Section 998: Joint 998 Offer To Medical Mal Plaintiff Husband And Wife Plaintiff Claiming Loss Consortium Found To Be Valid

 

Joint Offer Could Be Assessed, Plus 998 Offer Condition Of Verifying Existence of Insurance Limits Did Not Void The Offer.

    In Markow v. Rosner, Case Nos. B260715/B262530 (2d Dist., Div. 1 Oct. 4, 2016) (published), husband and wife won an eventual medical malpractice/loss of consortium action against doctor and Cedars-Sinai Medical Center to the tune of $5.2 million, with the award against Cedars reversed on appeal (in a 2-1 vote) but affirmed against the doctor (in a 3-0 vote).  Earlier, however, husband and wife jointly served doctor with a 998 offer to compromise their claims for $999,999.99, although the offer did not make any allocation and was conditioned on the accuracy of doctor’s representation that he had only $1 million in insurance coverage for plaintiffs’ claims.  Doctor rejected the offer.  The lower court determined that the 998 offer was valid and awarded 998 costs to plaintiffs.

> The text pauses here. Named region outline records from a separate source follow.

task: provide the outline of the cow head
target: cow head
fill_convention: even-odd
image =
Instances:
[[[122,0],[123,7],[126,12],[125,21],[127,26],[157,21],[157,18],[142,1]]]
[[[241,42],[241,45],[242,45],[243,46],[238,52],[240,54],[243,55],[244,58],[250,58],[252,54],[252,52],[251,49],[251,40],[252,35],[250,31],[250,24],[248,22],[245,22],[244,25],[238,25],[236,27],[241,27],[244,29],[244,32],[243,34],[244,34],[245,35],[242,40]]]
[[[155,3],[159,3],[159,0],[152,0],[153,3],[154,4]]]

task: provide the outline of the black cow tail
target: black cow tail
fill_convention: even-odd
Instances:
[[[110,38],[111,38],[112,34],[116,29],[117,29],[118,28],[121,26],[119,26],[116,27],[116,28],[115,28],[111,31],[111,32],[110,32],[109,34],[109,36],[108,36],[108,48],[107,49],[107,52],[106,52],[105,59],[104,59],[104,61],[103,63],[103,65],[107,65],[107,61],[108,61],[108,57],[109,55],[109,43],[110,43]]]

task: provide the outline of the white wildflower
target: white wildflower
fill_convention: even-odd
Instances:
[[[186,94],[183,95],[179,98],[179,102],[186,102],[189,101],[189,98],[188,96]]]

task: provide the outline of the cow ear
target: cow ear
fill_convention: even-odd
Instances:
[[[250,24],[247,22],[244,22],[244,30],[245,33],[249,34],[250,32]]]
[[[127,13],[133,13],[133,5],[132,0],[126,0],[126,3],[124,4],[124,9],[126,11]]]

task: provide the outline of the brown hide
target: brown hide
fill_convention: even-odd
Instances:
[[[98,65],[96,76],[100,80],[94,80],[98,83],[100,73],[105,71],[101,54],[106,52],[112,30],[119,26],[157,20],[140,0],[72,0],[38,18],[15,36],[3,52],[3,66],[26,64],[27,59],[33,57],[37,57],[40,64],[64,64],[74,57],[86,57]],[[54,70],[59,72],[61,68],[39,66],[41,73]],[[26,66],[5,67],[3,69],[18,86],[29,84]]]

    Doctor’s challenges to the 998 offer were rejected on appeal.  The appellate court, which voted 3-0 on this issue, determined that not all joint offers are invalid, especially here given that wife’s consortium loss claims were capped at $250,000 such that the bulk of the offer related to the husband’s claims—the doctor had sufficient risk assessment information to respond to the offer, especially given the ultimate result was $5.2 million.  There was no problem in requiring verification of insurance limits because this condition was very straightforward and certain in nature, as recognized earlier in Deocampo v. Ahn, 101 Cal.App.4th 758, 778 (2002).